Natural language interfaces (NLIs) for data visualization are becoming increasingly popular both in academic research and in commercial software. Yet, there is a lack of empirical understanding of how people specify visualizations through natural language. To bridge this gap, we conducted an online study with 102 participants. We showed participants a series of ten visualizations for a given dataset and asked them to provide utterances they would pose to generate the displayed charts. The curated list of utterances generated from the study is provided below. This corpus of utterances can be used to evaluate existing NLIs for data visualization as well as for creating new systems and models to generate visualizations from natural language utterances.

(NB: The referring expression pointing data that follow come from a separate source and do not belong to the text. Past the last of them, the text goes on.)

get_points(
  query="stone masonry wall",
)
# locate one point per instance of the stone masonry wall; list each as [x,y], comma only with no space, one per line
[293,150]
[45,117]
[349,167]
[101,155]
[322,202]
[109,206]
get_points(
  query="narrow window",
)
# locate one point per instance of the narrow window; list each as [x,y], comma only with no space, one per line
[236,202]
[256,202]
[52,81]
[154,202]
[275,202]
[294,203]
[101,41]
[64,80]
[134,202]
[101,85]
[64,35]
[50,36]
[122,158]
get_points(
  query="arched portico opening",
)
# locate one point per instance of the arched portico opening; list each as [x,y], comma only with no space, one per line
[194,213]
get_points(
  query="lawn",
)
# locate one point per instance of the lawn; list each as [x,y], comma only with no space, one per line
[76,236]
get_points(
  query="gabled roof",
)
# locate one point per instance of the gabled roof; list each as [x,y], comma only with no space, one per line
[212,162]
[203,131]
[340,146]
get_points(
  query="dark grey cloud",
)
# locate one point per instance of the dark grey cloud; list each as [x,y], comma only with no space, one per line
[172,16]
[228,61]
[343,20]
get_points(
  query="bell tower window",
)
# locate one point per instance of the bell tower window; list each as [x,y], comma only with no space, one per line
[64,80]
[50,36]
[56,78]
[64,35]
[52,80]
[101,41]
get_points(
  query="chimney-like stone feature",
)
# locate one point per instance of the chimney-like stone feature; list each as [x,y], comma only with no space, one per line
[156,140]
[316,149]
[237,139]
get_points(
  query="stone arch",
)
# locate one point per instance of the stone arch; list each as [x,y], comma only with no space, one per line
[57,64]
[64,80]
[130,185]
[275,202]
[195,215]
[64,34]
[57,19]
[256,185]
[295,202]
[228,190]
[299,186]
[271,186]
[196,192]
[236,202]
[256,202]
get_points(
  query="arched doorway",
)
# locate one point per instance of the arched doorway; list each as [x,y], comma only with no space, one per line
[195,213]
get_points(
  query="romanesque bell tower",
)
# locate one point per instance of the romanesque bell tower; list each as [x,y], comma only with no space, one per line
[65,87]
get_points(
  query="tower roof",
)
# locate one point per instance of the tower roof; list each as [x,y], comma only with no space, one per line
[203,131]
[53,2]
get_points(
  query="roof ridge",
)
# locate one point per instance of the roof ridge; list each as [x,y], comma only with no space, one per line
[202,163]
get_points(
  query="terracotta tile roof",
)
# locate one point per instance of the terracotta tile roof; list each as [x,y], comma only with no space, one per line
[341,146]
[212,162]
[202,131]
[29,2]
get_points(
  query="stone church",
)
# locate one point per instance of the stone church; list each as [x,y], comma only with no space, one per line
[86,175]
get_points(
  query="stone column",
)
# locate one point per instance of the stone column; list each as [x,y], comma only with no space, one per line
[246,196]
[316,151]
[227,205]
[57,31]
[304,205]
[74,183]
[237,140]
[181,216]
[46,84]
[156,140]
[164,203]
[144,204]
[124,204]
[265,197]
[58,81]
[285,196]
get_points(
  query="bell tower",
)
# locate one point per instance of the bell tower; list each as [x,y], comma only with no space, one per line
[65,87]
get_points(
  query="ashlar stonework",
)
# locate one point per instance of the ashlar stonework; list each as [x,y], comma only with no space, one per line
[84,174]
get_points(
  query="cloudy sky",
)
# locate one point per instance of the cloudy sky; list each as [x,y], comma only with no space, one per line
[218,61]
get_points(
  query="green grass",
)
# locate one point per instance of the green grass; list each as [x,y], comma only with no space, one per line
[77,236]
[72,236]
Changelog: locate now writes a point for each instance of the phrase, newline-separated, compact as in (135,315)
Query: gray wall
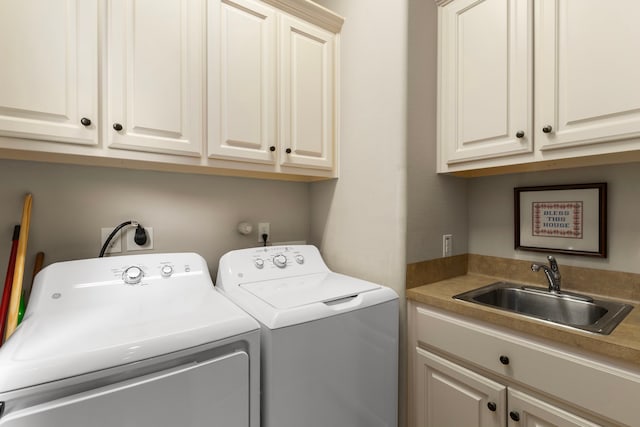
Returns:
(359,221)
(491,219)
(187,212)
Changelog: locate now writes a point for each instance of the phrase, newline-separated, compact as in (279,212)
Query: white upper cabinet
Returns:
(485,98)
(49,71)
(232,87)
(587,62)
(241,80)
(155,76)
(272,85)
(581,56)
(307,88)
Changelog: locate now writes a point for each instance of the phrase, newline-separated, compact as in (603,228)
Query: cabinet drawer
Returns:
(567,375)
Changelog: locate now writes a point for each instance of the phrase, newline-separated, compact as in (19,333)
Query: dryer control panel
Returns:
(271,262)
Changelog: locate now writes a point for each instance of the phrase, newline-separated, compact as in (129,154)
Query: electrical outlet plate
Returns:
(116,243)
(131,245)
(264,228)
(447,244)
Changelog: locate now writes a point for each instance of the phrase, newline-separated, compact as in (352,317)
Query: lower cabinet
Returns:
(449,395)
(467,373)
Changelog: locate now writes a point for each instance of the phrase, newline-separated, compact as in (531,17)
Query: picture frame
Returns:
(569,219)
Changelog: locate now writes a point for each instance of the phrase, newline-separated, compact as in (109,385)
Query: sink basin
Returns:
(566,309)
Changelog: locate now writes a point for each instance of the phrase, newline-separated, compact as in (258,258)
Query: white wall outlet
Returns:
(131,245)
(264,228)
(447,244)
(115,245)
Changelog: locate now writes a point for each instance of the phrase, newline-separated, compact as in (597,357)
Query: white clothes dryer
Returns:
(141,340)
(329,341)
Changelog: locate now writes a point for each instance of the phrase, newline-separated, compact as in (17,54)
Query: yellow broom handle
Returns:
(18,273)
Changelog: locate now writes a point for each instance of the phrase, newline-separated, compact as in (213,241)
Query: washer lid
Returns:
(82,317)
(299,291)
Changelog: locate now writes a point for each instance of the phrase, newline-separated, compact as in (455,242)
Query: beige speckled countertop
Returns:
(623,343)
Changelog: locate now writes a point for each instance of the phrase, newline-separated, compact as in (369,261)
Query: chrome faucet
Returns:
(552,272)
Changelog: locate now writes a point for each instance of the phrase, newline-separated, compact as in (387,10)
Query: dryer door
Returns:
(215,392)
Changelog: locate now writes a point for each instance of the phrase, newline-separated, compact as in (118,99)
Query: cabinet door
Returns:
(155,78)
(587,61)
(448,395)
(527,411)
(48,76)
(485,75)
(307,85)
(241,80)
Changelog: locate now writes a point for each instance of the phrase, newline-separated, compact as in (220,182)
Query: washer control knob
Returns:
(166,271)
(280,261)
(132,275)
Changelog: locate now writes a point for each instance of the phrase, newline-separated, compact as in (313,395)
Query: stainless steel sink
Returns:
(577,311)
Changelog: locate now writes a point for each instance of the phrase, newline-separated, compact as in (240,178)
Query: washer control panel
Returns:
(271,262)
(142,270)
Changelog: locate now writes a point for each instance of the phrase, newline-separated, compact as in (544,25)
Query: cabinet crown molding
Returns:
(311,12)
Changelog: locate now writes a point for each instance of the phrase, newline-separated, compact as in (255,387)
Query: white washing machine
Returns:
(329,341)
(136,341)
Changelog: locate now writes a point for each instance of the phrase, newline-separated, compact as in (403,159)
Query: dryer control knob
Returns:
(280,261)
(166,271)
(132,275)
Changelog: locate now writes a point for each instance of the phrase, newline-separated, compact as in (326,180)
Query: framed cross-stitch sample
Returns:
(570,219)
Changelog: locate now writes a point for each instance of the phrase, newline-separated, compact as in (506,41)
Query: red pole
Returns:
(6,294)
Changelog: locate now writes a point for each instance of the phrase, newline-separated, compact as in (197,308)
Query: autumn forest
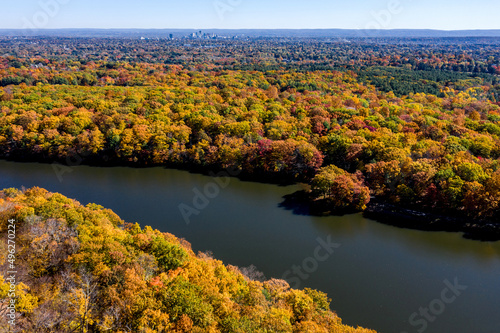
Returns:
(366,125)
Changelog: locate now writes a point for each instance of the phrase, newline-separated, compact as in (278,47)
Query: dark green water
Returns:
(378,276)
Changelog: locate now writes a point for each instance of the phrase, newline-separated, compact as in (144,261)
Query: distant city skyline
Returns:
(251,14)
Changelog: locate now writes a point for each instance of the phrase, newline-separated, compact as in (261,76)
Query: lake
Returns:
(378,276)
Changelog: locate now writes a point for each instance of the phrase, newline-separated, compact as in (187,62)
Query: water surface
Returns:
(377,275)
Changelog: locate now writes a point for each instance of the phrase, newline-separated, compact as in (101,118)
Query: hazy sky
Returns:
(204,14)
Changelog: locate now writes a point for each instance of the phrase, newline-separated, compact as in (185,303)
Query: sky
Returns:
(250,14)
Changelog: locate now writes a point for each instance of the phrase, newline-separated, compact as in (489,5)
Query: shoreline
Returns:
(387,213)
(302,203)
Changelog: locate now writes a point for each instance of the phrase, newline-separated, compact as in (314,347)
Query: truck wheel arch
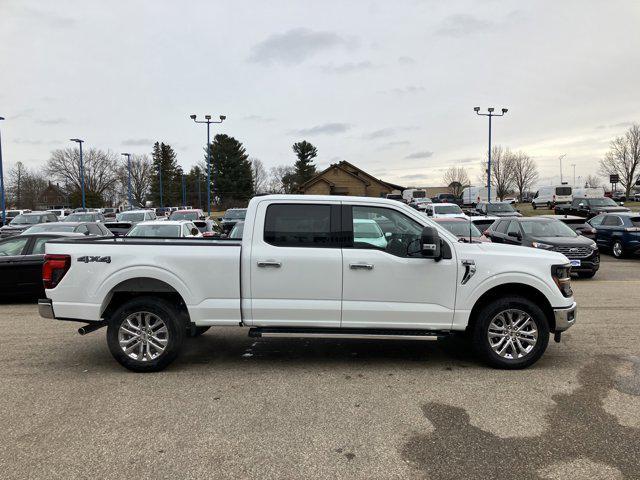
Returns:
(511,289)
(142,286)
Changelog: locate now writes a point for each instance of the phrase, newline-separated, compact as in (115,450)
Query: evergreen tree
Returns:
(165,161)
(231,167)
(305,169)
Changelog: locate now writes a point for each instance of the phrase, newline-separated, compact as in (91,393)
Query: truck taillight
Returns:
(54,268)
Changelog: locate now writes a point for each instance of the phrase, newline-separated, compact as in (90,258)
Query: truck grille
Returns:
(574,252)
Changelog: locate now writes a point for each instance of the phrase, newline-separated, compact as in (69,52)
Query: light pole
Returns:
(490,114)
(80,142)
(128,155)
(208,121)
(4,207)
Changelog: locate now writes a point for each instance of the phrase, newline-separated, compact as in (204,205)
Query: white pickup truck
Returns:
(312,266)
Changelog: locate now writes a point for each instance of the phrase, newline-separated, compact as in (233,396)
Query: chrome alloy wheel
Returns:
(512,334)
(143,336)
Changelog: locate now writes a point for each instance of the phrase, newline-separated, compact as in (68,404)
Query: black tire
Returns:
(199,331)
(617,249)
(483,320)
(174,336)
(586,274)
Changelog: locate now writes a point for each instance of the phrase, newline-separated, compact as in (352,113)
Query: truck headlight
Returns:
(561,275)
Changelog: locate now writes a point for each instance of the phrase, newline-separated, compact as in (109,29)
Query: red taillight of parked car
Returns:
(54,268)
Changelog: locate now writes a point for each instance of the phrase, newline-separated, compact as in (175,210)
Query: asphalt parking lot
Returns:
(233,407)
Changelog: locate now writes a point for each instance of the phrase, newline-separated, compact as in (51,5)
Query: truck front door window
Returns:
(384,229)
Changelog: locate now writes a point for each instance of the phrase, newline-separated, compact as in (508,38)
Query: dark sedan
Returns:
(21,259)
(549,234)
(619,233)
(24,221)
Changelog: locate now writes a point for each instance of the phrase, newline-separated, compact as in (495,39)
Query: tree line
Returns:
(235,177)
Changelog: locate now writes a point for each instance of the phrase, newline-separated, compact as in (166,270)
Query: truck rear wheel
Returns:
(145,334)
(511,333)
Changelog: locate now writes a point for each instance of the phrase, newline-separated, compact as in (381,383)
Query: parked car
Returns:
(448,210)
(447,198)
(551,195)
(209,228)
(590,207)
(231,216)
(84,228)
(23,221)
(164,229)
(298,271)
(497,209)
(21,259)
(187,215)
(577,224)
(85,217)
(465,230)
(125,220)
(549,234)
(619,233)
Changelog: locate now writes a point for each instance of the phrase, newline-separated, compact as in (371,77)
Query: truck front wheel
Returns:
(511,333)
(145,334)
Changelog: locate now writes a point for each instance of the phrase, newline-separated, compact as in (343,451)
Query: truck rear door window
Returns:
(298,225)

For more details about the study, corpus, and potential applications, please refer to the accompanying research paper.

Team

Arjun Srinivasan, Georgia Tech
Nikhila Nyapathy, Georgia Tech
Bongshin Lee, Microsoft Research
Steven M. Drucker, Microsoft Research
John Stasko, Georgia Tech

Corpus (Link to Google Sheet)

The above table displays 814 utterance sets curated from the online study. Here, we define an utterance set as a collection of one or more utterances that collectively map to a specific visualization. Utterance sets can be singletons (i.e., contain a single utterance) or sequential (i.e., composed of two or more utterances).

Column descriptions:

sequential: Indicates if an utterance set is singleton ('n') or sequential ('y'). Individual utterances in sequential utterance sets are separated by a pipe symbol (|).
visId: The type of visualization an utterance set maps to. The study presented ten visualizations during each session. Vega-Lite specifications corresponding to different visIds can be found in the vlSpecs.json file on the GitHub repo. All visualizations used during the study can also be viewed on a single page here.
dataset: The dataset an utterance set was issued in the context of. The three datasets used during the study can be found on the GitHub repo.